Louis-Auguste Cyparis had a world that was fascinated with his story. The only survivor in a town completely leveled by a volcano. He was pardoned of all crimes against him and found fame by traveling around the country and telling his story. He eventually took on the stage name of Ludger Sylbaris which is the name he is still remembered by. He was referred to as “the man who lived through Doomsday” and “the Most Marvelous Man in the World.”
He ended up joining Barnum & Bailey’s circus becoming the first black man to ever star in the segregated show. Part of his act was to have him appear in a replica of the cell that he was imprisoned in when he survived the volcano. He died of natural causes in 1929.
The prison cell that saved his life can still be found today in the small town of Saint-Pierre. The city that was once the most important city of Martinique and considered “the Paris of the Caribbean” never recovered fully from the devastation. Some small villages have been built where the city once stood but today the population of the Commune of Saint-Pierre is only about 5,000.
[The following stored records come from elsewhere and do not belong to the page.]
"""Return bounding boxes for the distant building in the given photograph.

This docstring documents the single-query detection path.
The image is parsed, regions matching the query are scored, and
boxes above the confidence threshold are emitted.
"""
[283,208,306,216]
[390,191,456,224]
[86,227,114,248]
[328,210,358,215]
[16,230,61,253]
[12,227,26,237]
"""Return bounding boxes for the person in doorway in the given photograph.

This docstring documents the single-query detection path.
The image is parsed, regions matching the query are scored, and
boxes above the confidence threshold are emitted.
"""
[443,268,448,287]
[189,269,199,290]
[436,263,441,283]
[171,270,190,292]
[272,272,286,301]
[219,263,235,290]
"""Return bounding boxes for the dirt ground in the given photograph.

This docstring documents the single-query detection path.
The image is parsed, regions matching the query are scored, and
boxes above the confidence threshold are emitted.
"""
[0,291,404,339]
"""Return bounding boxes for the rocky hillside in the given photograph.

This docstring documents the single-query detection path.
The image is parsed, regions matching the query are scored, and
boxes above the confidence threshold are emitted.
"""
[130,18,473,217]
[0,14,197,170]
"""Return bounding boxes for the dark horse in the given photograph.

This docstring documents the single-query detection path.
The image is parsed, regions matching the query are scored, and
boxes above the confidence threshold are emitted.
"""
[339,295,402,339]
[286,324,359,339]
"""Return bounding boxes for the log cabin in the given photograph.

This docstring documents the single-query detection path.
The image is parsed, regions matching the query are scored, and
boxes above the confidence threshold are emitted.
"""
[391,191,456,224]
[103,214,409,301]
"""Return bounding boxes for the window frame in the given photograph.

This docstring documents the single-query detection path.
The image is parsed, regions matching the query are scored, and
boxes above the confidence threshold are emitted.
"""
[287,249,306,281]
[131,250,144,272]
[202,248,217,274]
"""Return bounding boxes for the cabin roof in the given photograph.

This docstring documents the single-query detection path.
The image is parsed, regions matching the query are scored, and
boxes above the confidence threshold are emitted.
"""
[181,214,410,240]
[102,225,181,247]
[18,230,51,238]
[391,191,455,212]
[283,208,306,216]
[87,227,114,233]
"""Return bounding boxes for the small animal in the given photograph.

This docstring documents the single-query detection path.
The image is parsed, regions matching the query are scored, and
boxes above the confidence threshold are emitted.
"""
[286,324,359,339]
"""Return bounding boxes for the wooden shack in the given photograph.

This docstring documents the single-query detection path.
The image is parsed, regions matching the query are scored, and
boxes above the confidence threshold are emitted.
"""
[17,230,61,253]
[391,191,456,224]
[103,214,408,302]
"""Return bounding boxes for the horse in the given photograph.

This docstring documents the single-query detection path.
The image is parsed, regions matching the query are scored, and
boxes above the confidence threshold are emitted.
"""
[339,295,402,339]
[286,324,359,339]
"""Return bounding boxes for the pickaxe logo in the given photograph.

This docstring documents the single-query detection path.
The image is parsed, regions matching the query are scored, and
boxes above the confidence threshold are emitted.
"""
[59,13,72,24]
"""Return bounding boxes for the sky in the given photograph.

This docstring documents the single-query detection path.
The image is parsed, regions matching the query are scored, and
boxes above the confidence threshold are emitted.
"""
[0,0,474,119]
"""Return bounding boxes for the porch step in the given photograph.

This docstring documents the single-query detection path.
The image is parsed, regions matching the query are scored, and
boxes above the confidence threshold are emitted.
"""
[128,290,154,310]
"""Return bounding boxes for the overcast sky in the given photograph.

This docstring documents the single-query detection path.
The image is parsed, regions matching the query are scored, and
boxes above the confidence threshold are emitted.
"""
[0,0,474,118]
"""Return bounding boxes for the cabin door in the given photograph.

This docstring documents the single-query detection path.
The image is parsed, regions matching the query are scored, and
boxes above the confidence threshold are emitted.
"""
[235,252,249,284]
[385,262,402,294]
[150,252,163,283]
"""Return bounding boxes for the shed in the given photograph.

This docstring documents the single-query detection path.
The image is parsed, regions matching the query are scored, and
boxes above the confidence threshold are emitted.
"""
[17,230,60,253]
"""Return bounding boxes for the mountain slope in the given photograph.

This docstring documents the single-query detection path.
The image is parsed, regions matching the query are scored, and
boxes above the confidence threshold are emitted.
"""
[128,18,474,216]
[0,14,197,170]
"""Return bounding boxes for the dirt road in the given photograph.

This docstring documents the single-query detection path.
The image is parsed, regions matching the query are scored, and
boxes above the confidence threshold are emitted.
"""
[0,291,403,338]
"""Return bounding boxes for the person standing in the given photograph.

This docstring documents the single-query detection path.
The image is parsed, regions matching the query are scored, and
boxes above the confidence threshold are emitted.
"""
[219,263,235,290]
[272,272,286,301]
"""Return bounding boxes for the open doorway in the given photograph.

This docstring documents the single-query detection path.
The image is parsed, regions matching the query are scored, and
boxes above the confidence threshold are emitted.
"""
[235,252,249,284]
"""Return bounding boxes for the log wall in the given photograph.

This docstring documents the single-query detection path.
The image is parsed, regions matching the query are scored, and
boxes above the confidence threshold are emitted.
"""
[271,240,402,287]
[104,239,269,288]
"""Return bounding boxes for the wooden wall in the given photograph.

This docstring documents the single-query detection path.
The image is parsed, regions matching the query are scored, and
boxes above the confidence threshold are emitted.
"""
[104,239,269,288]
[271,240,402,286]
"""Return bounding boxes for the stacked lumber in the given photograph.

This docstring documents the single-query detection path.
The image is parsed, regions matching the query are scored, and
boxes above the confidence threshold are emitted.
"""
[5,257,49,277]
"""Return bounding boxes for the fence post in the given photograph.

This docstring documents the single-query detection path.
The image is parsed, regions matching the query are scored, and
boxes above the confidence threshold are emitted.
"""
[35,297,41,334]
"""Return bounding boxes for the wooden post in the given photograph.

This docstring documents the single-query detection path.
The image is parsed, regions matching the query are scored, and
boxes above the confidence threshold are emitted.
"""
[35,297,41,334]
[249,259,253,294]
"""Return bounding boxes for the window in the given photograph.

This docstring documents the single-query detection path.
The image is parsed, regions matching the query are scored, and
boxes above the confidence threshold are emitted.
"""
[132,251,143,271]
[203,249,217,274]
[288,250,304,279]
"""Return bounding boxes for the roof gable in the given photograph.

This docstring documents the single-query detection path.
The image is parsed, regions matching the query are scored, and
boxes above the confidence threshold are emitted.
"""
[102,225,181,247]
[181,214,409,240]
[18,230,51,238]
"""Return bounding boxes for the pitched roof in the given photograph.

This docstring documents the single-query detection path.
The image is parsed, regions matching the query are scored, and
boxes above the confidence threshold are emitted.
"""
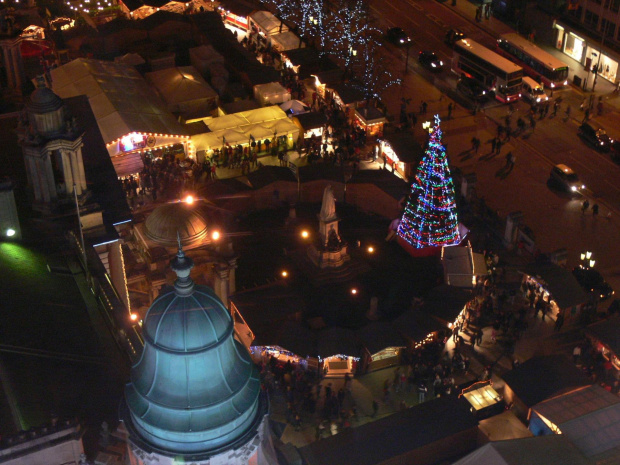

Perhaps the most disheartening part of the story is that there was plenty of warning that the volcano was going to erupt. There were reports of rumblings from the volcano and people believed it was going to erupt. Many people even traveled to Saint-Pierre believing that the two valleys that rested between the mountain and the large city would protect them from the lava. Unfortunately, the devastation of the city was caused by pyroclastic flow which is a fast-moving current of hot gas and rock. There was no real understanding of this type of cloud or what it could do at the time of the Mt. Pelée eruption. The rocks and boulders move within the current at such speed that they will flatten trees and buildings in their path. The hot gases travel at such a rate of speed that they can incinerate living organisms instantly.